I spent 31 years selling TO car dealers so, yes, I learned a few things about negotiating. Dealers may think they are in the train business. We're not. We're in the people business, and need to treat buyers the way we would like to be treated on that side of the table.
First, I always price things with 10% wiggle room, so my prices are fair to start with. When somebody picks up a $10 item and asks if I can do any better, I make a point of saying, Thanks, $20 would do better for me, I appreciate it. Then I laugh, and ask them what they have in mind. When I get lowball offers I refuse them and say thanks. I then throw the item in a tote so when that person returns near the end of the show looking for it I smile and tell them, Oh, that sold...I got full price, too. Maybe next time they'll think twice.

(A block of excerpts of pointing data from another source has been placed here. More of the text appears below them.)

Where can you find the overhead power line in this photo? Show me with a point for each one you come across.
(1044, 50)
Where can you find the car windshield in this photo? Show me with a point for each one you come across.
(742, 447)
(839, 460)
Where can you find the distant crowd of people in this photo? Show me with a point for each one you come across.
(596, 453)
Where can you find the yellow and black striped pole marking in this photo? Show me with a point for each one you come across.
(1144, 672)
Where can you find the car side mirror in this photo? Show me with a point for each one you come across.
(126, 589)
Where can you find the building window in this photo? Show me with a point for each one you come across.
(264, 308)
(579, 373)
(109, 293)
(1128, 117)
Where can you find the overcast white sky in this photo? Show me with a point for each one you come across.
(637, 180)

Somebody asked me once if I did volume discounts, and I said Sure. They chose four $1.00 junk box items and asked me if I'd take $2.00. I said, No thanks, but thanks for stopping by, effectively telling them not to bother returning. Sometimes personal satisfaction is as good as a sale. I always have boxes of $1.00 and $2.00 items I'll say, No I can't do better on that, but I can throw in 2, 3, 4 (junk box) items, whatever. Not only do I hold the line on price, but I also go home with a few less items, which is always the goal.
Regarding eBay, there are fees and commissions to eBay and Paypal. Regardless of where you sell, there are costs involved. Also, sellers love to mention eBay prices, and I always ask if they are looking at current listings, completed listings, or sold completed listings. Anybody can ask whatever they want, but the best price guide is seeing what things actually SOLD for.
Last thought for now. If I'm a vendor and I see something I like on another table, I ask the seller to put it aside, ask them if they swap, and invite them to come see my stock. We end up trading 9 of 10 times.
The goals are to have some fun, make a few bucks, and go home with less or different stuff. Happy Holidays!